He opened negotiations with them. He pointed out to them privately that the real point at issue was not Sternhold, but the boy—the heir—for no one doubted the legitimacy. Who was to have the custody of the heir?
Clever Aurelian hoped that by making friends with the companies who held the building leases that there would be no opposition to his holding the boy—to his guardianship of the estate. He had strong grounds to go upon. To all intents and purposes he was the nearest relation. If the boy died, and no son of the phantom brother of Romy turned up, perhaps he might have a claim to the estate.
He gave the companies to understand that if he had the guardianship of the boy their interests should be most carefully studied.
They appeared favourable. The step was taken. The boy remained with his mother; his mother remained in her house, seeing Aurelian daily, and indeed watched by his employés.
No change took place. Aurelian congratulated himself that all was going on favourably. The boy, who had little or no idea of the meaning of the word “father,” was constantly at Aurelian’s residence—the asylum where his parent was confined—playing with Aurelian’s son, who was carefully instructed to please him, and indeed was sharp enough already to require little instruction.
Sternhold lingered in his melancholy state. He was no longer violent—simply dejected. He did not seem able to answer the simplest question. If asked if he was hungry, he would stare, and say something relating to his school-days.

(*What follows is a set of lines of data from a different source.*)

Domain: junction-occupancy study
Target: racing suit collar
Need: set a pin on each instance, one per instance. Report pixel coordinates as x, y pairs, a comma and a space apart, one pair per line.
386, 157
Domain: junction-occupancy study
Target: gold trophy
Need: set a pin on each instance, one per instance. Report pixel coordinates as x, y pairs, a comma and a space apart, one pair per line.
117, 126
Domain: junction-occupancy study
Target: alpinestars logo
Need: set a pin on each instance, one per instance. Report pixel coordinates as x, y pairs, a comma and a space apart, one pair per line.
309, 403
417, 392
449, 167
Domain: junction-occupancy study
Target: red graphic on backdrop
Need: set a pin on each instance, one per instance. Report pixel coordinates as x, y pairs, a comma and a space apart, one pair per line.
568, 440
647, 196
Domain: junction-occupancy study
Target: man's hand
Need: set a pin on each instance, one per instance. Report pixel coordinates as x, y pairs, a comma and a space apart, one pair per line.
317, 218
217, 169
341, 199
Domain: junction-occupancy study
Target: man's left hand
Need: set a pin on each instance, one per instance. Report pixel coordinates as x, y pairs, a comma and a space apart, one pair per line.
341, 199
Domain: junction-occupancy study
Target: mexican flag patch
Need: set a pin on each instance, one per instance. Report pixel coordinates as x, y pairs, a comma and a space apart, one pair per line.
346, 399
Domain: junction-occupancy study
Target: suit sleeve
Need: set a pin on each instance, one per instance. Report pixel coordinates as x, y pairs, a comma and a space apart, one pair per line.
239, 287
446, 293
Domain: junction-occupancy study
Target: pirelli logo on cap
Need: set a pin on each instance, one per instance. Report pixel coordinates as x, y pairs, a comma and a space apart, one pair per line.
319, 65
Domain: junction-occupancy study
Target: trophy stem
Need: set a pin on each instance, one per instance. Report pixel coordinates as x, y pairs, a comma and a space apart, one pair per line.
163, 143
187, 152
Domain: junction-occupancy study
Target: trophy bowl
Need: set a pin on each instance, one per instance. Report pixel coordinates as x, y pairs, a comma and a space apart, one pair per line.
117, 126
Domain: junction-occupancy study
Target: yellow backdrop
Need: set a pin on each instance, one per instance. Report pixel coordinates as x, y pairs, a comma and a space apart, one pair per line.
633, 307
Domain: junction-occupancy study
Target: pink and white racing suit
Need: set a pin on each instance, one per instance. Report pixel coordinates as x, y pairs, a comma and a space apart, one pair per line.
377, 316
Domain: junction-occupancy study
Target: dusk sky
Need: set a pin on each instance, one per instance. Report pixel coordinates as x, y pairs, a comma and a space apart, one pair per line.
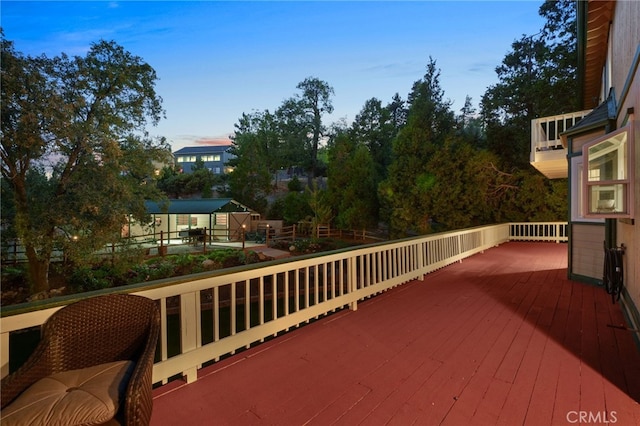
216, 60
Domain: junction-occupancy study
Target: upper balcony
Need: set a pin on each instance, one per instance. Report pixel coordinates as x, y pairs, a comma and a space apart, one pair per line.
548, 154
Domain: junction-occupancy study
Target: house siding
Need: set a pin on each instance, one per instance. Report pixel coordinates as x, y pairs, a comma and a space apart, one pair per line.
624, 51
587, 252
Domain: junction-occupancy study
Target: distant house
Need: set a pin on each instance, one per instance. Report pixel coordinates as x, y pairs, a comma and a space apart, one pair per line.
214, 157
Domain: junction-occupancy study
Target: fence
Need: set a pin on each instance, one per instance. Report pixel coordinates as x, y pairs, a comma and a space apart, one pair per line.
221, 312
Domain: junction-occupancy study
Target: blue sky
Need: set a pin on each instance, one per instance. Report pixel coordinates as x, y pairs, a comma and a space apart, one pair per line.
216, 60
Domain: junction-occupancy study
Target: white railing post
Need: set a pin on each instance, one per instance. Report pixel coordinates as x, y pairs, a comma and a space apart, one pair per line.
190, 329
352, 273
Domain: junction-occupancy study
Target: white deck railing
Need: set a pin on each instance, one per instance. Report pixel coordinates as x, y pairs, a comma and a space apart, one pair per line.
545, 131
250, 304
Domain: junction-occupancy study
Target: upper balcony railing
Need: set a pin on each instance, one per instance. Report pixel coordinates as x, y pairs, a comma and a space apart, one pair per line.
206, 316
548, 155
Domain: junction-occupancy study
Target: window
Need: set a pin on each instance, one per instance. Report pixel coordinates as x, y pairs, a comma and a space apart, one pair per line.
186, 220
608, 189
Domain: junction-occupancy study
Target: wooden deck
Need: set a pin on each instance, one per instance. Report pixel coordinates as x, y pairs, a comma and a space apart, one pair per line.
503, 338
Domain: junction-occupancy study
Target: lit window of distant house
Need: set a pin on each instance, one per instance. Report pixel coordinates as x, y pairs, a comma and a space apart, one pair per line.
608, 189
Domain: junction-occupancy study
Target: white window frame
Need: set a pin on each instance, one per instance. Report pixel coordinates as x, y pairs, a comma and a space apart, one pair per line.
615, 193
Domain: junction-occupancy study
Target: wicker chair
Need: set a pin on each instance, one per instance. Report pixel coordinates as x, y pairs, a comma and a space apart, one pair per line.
96, 331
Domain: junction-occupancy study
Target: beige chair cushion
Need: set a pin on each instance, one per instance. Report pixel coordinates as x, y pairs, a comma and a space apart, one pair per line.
79, 397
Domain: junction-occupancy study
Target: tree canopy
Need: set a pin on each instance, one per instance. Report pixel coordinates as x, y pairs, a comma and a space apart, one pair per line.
76, 158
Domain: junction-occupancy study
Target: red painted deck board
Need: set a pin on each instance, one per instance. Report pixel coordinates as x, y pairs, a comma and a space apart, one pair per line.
501, 338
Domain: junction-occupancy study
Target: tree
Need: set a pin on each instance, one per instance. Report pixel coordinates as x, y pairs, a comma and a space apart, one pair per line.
250, 180
301, 120
405, 194
73, 148
537, 66
375, 128
352, 184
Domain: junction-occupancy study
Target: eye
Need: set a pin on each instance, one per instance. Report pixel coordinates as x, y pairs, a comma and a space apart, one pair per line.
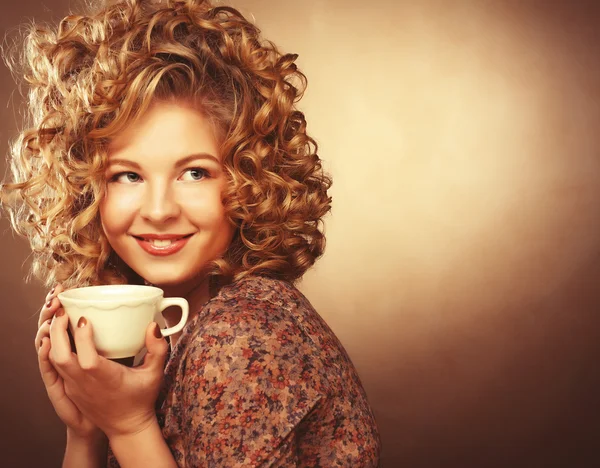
195, 173
126, 178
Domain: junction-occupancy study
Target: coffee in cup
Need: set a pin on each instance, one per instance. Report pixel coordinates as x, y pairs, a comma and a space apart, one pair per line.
120, 315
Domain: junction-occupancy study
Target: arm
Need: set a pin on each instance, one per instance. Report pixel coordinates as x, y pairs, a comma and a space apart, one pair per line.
84, 452
146, 448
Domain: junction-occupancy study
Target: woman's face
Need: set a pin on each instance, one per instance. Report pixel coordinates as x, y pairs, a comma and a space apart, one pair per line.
163, 212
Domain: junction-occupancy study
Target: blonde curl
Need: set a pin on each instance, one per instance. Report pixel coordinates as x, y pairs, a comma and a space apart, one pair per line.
95, 73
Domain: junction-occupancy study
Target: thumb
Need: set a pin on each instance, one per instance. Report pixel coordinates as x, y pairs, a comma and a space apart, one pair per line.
156, 346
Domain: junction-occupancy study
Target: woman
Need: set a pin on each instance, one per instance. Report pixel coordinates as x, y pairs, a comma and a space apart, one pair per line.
165, 148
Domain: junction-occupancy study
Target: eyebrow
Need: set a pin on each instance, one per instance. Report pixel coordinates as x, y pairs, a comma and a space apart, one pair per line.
181, 162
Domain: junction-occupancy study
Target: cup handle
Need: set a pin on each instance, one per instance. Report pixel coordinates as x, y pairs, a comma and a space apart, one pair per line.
185, 309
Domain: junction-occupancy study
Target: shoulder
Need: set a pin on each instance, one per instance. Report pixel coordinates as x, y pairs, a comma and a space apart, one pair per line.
255, 326
256, 301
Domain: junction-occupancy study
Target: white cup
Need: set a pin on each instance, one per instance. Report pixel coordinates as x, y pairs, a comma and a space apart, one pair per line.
120, 315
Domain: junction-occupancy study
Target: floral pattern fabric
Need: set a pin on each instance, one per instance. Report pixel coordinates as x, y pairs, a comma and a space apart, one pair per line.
257, 378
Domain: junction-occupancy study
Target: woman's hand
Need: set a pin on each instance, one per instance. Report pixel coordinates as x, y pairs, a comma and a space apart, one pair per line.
118, 399
66, 410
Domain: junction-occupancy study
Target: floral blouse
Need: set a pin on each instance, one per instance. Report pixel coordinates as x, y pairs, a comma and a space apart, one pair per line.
257, 378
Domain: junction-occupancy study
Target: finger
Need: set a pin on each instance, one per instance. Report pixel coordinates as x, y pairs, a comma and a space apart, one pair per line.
51, 306
52, 379
87, 355
48, 372
43, 331
61, 356
157, 347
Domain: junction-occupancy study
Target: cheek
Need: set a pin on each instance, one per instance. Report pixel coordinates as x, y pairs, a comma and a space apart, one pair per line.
204, 208
115, 213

And this was the man who had built Stirmingham. For five years he remained in this state, and then suddenly brightened up; and it was thought and feared that he would recover the use of his faculties. It lasted but three days. In that short time he wrote three important documents.
The first was a statement to the effect that he had wronged Lucia. He now saw his folly—he had been led into his persecution of her by designing people, and blamed himself for his subsequent conduct. He earnestly entreated her forgiveness. The second was a species of family history, short but complete, refuting the claims of the American Baskettes. They were indeed of the same name, he wrote, but not of the same blood. The truth was that the cotters who had lived in the Swamp, now covered with mansions, had no name. They were half gipsies; they had no registered or baptismal name.
Will Baskette, who had been shot, was the chief man among them, and gradually they came by the country people to be called by his name. They were not blood relations in any sense of the term. This paper also gave the writer’s views of his transactions with the Sibbolds and the cotters or “Baskettes,” and concluded with the firmly expressed conviction—the honest statement of a man near his end—that his title was irrefutable, and he knew of no genuine claim.
The third document was his Will. For now it appeared that hitherto he had never made a will at all. It was extremely short, but terse and unmistakable. It left the whole of his property, real and personal (with the single exception of the gift to Lucia), to his son, John Marese Baskette.